For many years I have heard the claim, not only by some Bishops, but more especially by laity asserting, “We are so short of priests!”

In many ways, I thought that this argument is putting things the wrong way around. Like Pope Francis, I believe that there is not a shortage of priests, 
but, really a shortage of Catholics. 
We are not short of cultural Catholics, but the variety that Pope Francis calls, ‘missionary disciples’
On 17th May, 2016, Pope Francis gave an exclusive interview to the French Catholic La Croix newspaper. In the broad-ranging conversation 
with journalists Guillaume Goubert and Sébastien Maillard for La Croix, Pope Francis discussed matters ranging from healthy secularism 
and the right way to understand and live according to the Church’s universal missionary mandate, to the idea of Europe in relation to the migration crisis 
and the possibility of peaceful coexistence among Muslims and Christians
On the issue of priestly vocations the Pope was asked:

Question: As elsewhere, the Church in France is experiencing a serious crisis of priestly vocations. How is it possible to manage today with so few priests?

Pope Francis: Korea provides a historical example. That country was evangelized by missionaries from China who later left. 
Then, for two hundred years Korea was evangelized by lay people. It is a land of saints and martyrs that now has a strong Church.

So there is not necessarily a need for priests in order to evangelize.

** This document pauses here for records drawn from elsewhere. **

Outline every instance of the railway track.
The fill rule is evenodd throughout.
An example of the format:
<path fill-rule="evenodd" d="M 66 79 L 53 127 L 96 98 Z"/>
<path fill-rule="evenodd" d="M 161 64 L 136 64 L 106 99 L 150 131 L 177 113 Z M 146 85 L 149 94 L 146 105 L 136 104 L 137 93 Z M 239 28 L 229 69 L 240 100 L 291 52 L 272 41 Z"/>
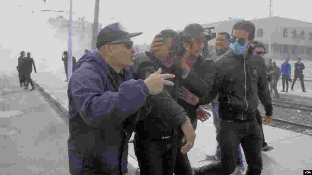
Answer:
<path fill-rule="evenodd" d="M 276 106 L 297 109 L 312 112 L 312 106 L 307 104 L 276 100 L 272 100 L 272 104 Z"/>

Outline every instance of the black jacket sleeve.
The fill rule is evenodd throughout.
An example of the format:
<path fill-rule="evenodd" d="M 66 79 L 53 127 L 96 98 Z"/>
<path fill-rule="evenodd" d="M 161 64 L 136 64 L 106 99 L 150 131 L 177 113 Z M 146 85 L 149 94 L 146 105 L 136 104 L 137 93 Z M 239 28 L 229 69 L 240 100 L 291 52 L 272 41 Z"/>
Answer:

Baptism provides the strength to evangelize. And the Holy Spirit, received at baptism, 
prompts one to go out, to take the Christian message with courage and patience. The Holy Spirit is the protagonist of whatever happens in the Church, its motor. 
Too many Christians are ignorant of this.

On the other hand, the opposite danger for the Church is clericalism. This is a sin committed by two parties, like the tango! 
The priest wants to clericalize lay people and lay people request to be clericalised because it's easier.